Depending on your age, some of what you learned in your driver’s education classes may be massively outdated. This can increase your risks on the road and may lead to injury.
Take, for example, the old advice that you should put one hand on the wheel at 10 o’clock and the other hand at 2 o’clock. This was really hammered into people’s heads, mostly in an effort to keep them from driving with one hand. Having two hands at the top of the wheel was seen as the best way to keep control of the car.
But that advice likely started when many cars did not have airbags. These safety devices, even for those who took driver’s ED after they’d been invented, certainly weren’t in every car.

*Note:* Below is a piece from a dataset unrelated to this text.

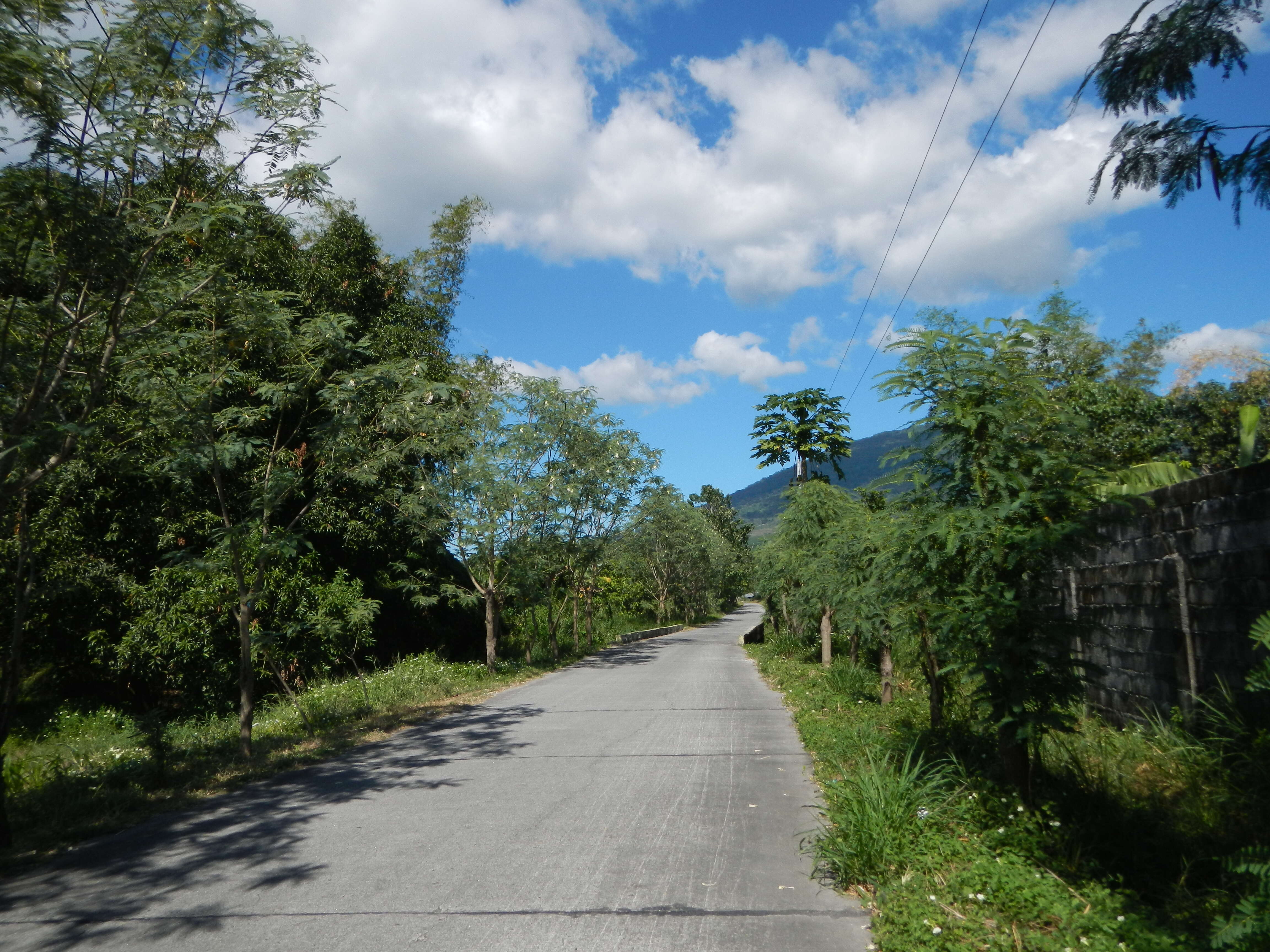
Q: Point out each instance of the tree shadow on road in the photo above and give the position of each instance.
(128, 886)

In 2020, though, the vast majority of cars have airbags in the wheel, and every single new car that gets manufactured has one. This means that putting your hands in front of the place where the bag deploys is actually dangerous to you. In an accident, the airbag can blow your arms off of the wheel, taking away any control, injuring your arms and potentially causing you to strike and damage your own face. It also reduces the effectiveness of the airbag itself since your body is now striking your arms, not just the bag. As such, you may want to drive with your hands simply spread apart a bit more. This feels unnatural for many who learned the other way, but it’s safer.
This is just one example of how driver safety has to keep up with the times and innovations in the market. If you get injured in a crash someone else causes, you may be able to seek compensation for your losses.